Patrick Ecclesine

Patrick Ecclesine is an American commercial and fine art photographer.

Patrick Ecclesine
Born
NationalityAmerican
Known forPhotography

His images for film studios such as DreamWorks, Lionsgate and Warner Brothers, and television networks such as CBS, CNN, CW, FOX, Lifetime, OWN, Showtime, TBS and TNT have appeared in magazines and newspapers and on billboards and bus benches throughout the world. He is also a contributor to Vanity Fair magazine.[1]

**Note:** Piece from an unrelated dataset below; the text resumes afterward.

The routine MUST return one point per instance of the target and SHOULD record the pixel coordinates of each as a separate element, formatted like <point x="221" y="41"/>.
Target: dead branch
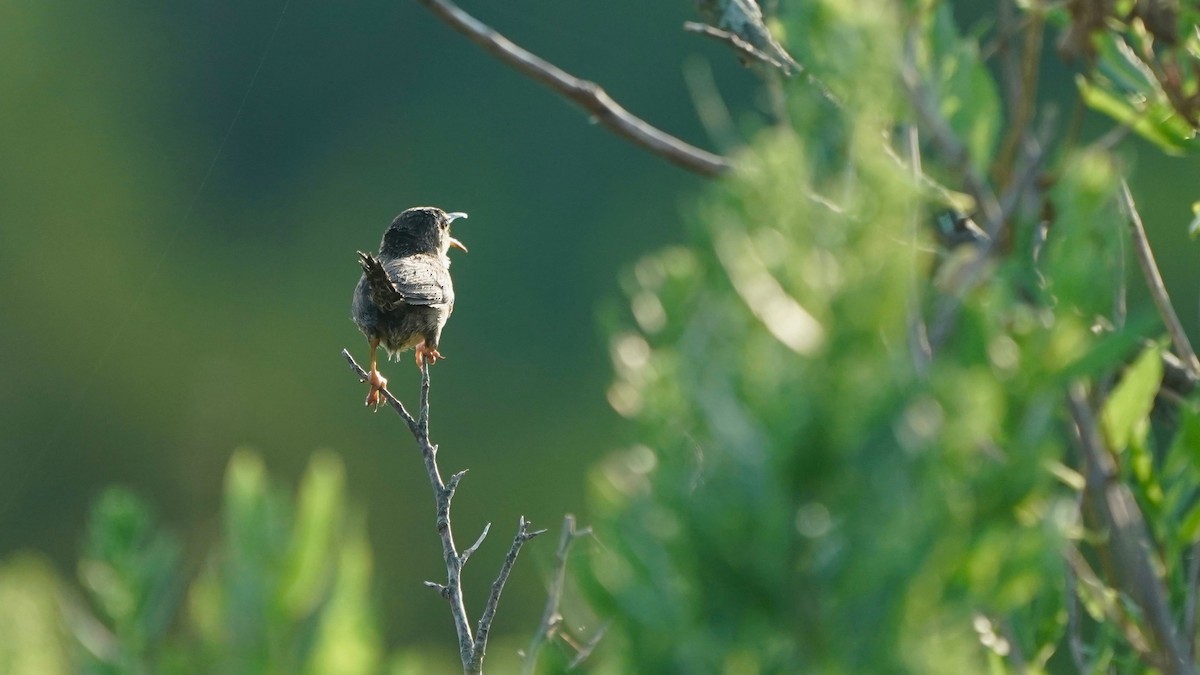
<point x="585" y="94"/>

Patrick currently resides in his hometown of Hollywood, CA, around the corner from the street on which he was born — Sunset Boulevard.

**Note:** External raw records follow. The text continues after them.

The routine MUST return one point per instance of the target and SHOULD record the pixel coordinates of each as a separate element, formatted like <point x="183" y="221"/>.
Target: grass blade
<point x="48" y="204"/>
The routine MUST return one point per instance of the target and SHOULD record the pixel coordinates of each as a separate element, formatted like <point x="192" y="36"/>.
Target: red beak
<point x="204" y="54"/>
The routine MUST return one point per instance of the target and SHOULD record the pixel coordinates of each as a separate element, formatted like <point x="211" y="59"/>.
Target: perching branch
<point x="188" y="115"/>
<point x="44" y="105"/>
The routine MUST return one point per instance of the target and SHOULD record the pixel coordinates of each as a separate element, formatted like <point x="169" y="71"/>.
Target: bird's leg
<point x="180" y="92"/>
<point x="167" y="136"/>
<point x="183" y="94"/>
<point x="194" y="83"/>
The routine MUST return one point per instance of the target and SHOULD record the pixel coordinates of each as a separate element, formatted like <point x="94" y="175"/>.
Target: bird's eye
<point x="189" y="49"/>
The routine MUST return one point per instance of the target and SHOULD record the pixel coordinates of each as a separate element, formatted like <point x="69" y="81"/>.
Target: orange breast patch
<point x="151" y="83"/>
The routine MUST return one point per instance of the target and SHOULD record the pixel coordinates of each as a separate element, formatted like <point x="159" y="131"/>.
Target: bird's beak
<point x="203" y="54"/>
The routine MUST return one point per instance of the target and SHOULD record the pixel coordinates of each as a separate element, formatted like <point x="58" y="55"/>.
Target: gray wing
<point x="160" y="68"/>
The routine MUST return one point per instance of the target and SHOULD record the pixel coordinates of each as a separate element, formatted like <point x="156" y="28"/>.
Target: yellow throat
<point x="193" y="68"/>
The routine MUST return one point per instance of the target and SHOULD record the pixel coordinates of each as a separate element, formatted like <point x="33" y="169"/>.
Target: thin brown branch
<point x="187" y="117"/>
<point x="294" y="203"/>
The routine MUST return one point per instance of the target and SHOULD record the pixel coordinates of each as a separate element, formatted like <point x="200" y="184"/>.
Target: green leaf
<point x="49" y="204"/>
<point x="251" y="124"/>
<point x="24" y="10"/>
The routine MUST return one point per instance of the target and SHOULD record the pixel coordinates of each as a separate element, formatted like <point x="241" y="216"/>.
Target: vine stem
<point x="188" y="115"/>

In 2008, Patrick honored that world-famous boulevard with his social-documentary photography book Faces of Sunset Boulevard: A Portrait of Los Angeles. Published by Santa Monica Press, Faces of Sunset Boulevard was named Top Photography Book of 2008 by Shutterbug Magazine,[2] and won first place in the 2009 SCIBA Awards,[3] an honor shared with Annie Leibovitz’s book Leibovitz at Work. PopMatters critic Rodger Jacobs declared, "Faces of Sunset Boulevard is, without a doubt, one of the strongest statements about man’s dark fate in the West ever committed to paper in the author and photographer’s chosen form, whether or not Ecclesine intended for the book to have profound impact."[4] His hometown paper of record The Los Angeles Times commented, "Ecclesine's emphasis is on the people, not the street. And he's got an eye for a magazine-like, flattering beauty: Everyone glows."[5]

He has exhibited his work at the Annenberg Foundation's Annenberg Space for Photography, Los Angeles City Hall, ArcLight Hollywood and at the Rotes Rathaus in Berlin, Germany.

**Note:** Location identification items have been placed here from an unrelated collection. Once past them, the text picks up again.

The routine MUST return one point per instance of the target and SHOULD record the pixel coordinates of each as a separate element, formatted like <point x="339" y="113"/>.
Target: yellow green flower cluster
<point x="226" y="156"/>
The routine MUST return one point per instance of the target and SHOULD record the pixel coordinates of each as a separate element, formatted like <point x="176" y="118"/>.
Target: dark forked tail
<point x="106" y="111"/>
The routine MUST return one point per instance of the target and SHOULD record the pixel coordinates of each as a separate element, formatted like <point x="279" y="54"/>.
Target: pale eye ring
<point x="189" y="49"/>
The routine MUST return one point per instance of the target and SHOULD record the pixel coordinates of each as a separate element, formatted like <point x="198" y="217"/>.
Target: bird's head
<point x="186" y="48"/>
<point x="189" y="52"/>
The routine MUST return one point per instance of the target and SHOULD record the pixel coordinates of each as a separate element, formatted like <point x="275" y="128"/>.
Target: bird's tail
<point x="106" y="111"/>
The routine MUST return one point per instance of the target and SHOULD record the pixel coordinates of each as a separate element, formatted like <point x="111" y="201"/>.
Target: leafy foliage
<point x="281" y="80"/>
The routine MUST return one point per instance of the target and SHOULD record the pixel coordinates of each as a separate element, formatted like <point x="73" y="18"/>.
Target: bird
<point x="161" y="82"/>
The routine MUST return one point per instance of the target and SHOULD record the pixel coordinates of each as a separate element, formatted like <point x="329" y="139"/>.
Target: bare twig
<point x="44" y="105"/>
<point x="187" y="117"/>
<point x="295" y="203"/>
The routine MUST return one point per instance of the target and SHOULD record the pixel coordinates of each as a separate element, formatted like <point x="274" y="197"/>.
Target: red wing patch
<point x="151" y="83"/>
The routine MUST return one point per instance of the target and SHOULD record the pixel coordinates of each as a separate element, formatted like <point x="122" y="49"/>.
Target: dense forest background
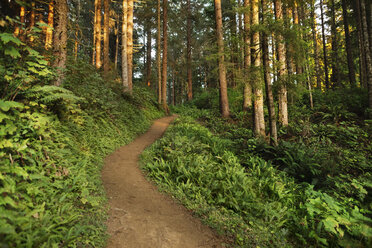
<point x="273" y="144"/>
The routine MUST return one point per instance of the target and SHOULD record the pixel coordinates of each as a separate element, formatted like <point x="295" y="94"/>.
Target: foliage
<point x="52" y="146"/>
<point x="328" y="160"/>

Ecclesine has shot marketing campaigns for many of television's most popular shows, including "Homeland," "90210," "Glee," "House of Lies," "The Following," "Lie To Me," "Melrose Place," "Prison Break," "Hell's Kitchen" and "Project Runway."

In addition to writing and directing short films, Patrick is currently collaborating with executive producer/director Daniel Sackheim on a neo-noir photographic novel Slow Kiss.